The “streams” are all the projects that run along side of the Foundation Level pieces. The “streams” to which we refer are initially Comp and Improv, Arrangements and Accompaniment. As you progress into Levels 4-6, those “streams” also include Reading Rhythm, Reading Notes, Time for More Music, Accompaniment Variations (rhythmic in nature), the Christmas Accompaniment Program, etc… I used to call them “Special Programs” but they are each an integral part of the curriculum. I refer to them by name in class, never calling them supplemental or optional or special.
When I talk to parents about these programs at the FIS, I tell them that they can expect to buy new Foundation materials about every quarter and that a few times a year they will be purchasing other components of the curriculum that will cost around an additional $50-70 per year. I think that if you let them know before they ever enroll and it is clear that these programs are a part of the Simply Music curriculum, they will be on board.
You, of course, have to see the value and importance of teaching Comp and Improv, Arrangements and Accompaniment. You have to see that these components provide your students with a well-rounded, comprehensive music education that is going to develop them into capable, confident musicians who can do anything.
Shanta H., Minnesota
Just to chime in on this topic, Here is an email I wrote recently to a parent who put on an evaluation that she wanted more info on why Comp and Improv were important. She wasn’t being difficult, she just genuinely didn’t understand. This is a mom that wants to know everything about everything, which makes her a really great coach.

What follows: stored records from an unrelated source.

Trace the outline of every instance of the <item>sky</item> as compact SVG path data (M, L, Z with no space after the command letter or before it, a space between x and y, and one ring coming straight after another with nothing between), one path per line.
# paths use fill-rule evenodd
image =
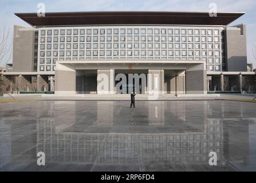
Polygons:
M14 13L37 12L37 4L44 3L45 11L164 11L208 12L209 5L215 3L218 12L245 12L246 14L229 26L246 25L247 62L256 60L253 53L256 45L255 0L0 0L0 30L9 27L12 33L14 25L30 27L16 17ZM11 40L10 40L11 41ZM2 66L6 60L0 63ZM11 62L11 58L8 62Z

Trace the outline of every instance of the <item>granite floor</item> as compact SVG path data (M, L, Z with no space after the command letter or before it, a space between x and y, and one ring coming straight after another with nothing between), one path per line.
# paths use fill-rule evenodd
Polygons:
M0 104L0 171L256 171L256 104ZM216 166L208 164L210 152Z

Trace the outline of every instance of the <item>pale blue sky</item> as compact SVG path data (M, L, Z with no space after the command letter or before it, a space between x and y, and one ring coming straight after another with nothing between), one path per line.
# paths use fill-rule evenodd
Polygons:
M248 62L256 67L252 51L256 45L255 0L0 0L0 25L30 26L16 17L14 13L37 12L37 3L45 5L46 12L86 11L206 11L209 5L215 3L218 11L242 11L246 14L230 25L245 23L247 26ZM0 63L0 65L3 63Z

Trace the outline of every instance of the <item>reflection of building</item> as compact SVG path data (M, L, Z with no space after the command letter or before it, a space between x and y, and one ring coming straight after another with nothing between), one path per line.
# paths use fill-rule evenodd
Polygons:
M245 25L227 26L243 13L15 14L33 27L14 26L13 64L4 74L15 90L115 93L116 74L141 73L146 90L140 83L138 93L202 94L207 86L241 91L243 77L255 75L247 69ZM105 86L97 88L103 78Z
M185 104L184 101L174 103L176 102L183 103L185 106L183 116L171 109L166 112L165 108L168 106L163 102L156 102L155 105L153 102L148 105L148 113L151 114L148 119L145 117L145 121L148 121L143 126L126 122L124 125L116 121L115 110L108 116L106 111L99 107L94 114L97 121L91 123L85 119L83 124L81 121L78 124L71 121L70 124L73 125L68 125L61 130L57 130L62 124L56 122L54 117L40 118L37 124L40 132L37 150L45 152L46 158L57 162L90 164L93 163L97 157L97 164L109 165L137 165L139 160L155 164L186 161L189 164L208 165L209 152L214 151L217 153L219 162L222 162L222 120L201 117L198 121L199 119L186 111L192 107L190 104ZM198 106L200 106L199 110L204 110L206 103L203 102ZM180 106L180 104L178 105ZM155 107L157 110L149 110ZM178 122L172 122L169 118L171 116ZM112 123L109 123L109 120ZM78 126L79 132L72 131ZM123 129L120 130L120 128Z

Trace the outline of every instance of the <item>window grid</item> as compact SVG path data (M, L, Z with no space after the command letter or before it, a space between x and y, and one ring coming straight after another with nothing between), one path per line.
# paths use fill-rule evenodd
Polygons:
M50 64L53 68L53 59L57 60L77 60L90 59L203 59L206 61L206 67L208 69L212 66L214 70L219 67L221 70L222 65L222 40L220 32L221 27L51 27L40 28L38 39L40 47L38 47L38 62L41 58L44 58L44 65L38 63L38 69L42 70L41 66L46 66L46 61L51 59ZM58 30L58 31L57 31ZM111 33L109 30L111 30ZM202 35L205 31L205 34ZM211 32L210 35L208 35ZM49 33L49 34L48 34ZM109 34L110 33L110 34ZM191 34L192 33L192 34ZM216 35L215 35L216 34ZM90 37L90 40L87 41L87 37ZM108 37L111 37L111 40L108 40ZM58 37L58 41L56 38ZM68 38L70 37L68 42ZM74 38L77 37L77 40ZM128 41L131 37L131 41ZM212 42L209 42L208 38L212 37ZM118 38L118 41L115 39ZM124 40L123 39L124 38ZM135 38L139 38L137 41ZM176 41L176 38L179 38ZM67 39L68 38L68 39ZM190 39L192 41L190 41ZM205 39L204 41L203 39ZM145 40L144 40L145 39ZM198 42L197 42L198 39ZM218 41L217 42L215 41ZM80 49L80 43L84 44L84 48ZM86 43L90 43L90 49L86 48ZM97 43L96 49L93 49L93 44ZM107 44L111 44L111 48L107 47ZM117 49L114 48L115 44L118 44ZM124 48L121 46L124 43ZM50 49L48 49L47 45L51 44ZM57 49L53 46L57 44ZM60 47L61 44L65 45L64 49ZM71 44L71 48L67 49L67 45ZM74 44L77 44L77 48L74 48ZM132 44L132 48L128 47ZM172 44L170 49L169 44ZM179 44L179 47L175 46ZM182 47L182 44L186 44L186 47ZM190 44L192 47L190 48ZM202 48L202 45L205 44L206 48ZM208 47L209 44L212 44L212 48ZM218 45L218 48L215 45ZM139 47L135 47L135 45ZM41 46L41 45L44 45ZM104 45L103 47L100 46ZM198 47L196 48L198 45ZM144 47L142 47L145 46ZM152 47L148 47L152 46ZM44 49L42 49L44 46ZM157 47L157 48L156 48ZM63 53L62 56L61 53ZM48 56L50 51L50 57ZM191 52L192 51L192 52ZM210 51L212 55L210 55ZM219 55L215 55L215 51L218 51ZM122 55L124 53L124 55ZM203 53L206 55L203 55ZM117 55L116 55L117 53ZM145 53L145 55L143 53ZM192 53L192 55L190 53ZM199 53L196 55L196 53ZM67 55L67 53L70 53ZM88 54L89 53L89 55ZM107 55L108 53L108 55ZM136 53L136 54L135 54ZM139 53L138 55L137 53ZM172 53L172 55L170 54ZM219 60L215 63L215 58ZM212 59L213 62L208 61Z

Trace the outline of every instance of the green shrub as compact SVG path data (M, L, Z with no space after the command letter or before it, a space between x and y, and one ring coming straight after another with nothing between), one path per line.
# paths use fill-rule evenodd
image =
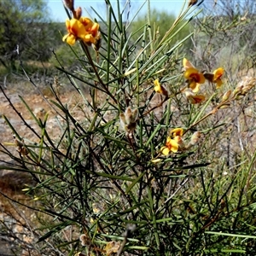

You were wondering about why composition and improvisation are important. There is some good information on this in the Curriculum Overview, and in my mind it’s the difference between being self-sufficient (with piano and sheet music eventually), and self-generative. To me generative means creating your own music as well as playing other people’s music well. Simply Music is truly a well-rounded music education and its stated goal is to produce self-generative musicians. If we go back to the learning music being like learning to talk metaphor, you expect someone with a command of a language to not only be able to read out loud and memorize lines, but to just talk and have conversations, or to speak about a particular subject without preparing lines to read (improvisation). You also expect them to be able to write speeches or stories or reports competently (composition). A person doesn’t have full command of a language until they can do all these things.
Being able sit down and just play an improvisation is a tremendous gift, an emotional release, a way to explore the kinds of sounds you like to create, etc. Composition goes hand in hand – you want to be able to preserve some of the stories you tell on the piano. Can you imagine a more precious gift than having a song written for or about you? Composition and improvisation also complement and feed other areas of the curriculum. Genres like the Blues and Jazz don’t work without a certain amount of creation involved – when did Miles Davis ever play something by rote? Accompaniment and reading lead sheets also requires comfort creating in the later stages – we don’t want to be playing plain ol’ 1:2 and 1:3 all our lives. Musicians playing baroque and classical music are expected to add in their own ornaments to spice up melodic lines – back in the day they were expected to improvise them on the spot!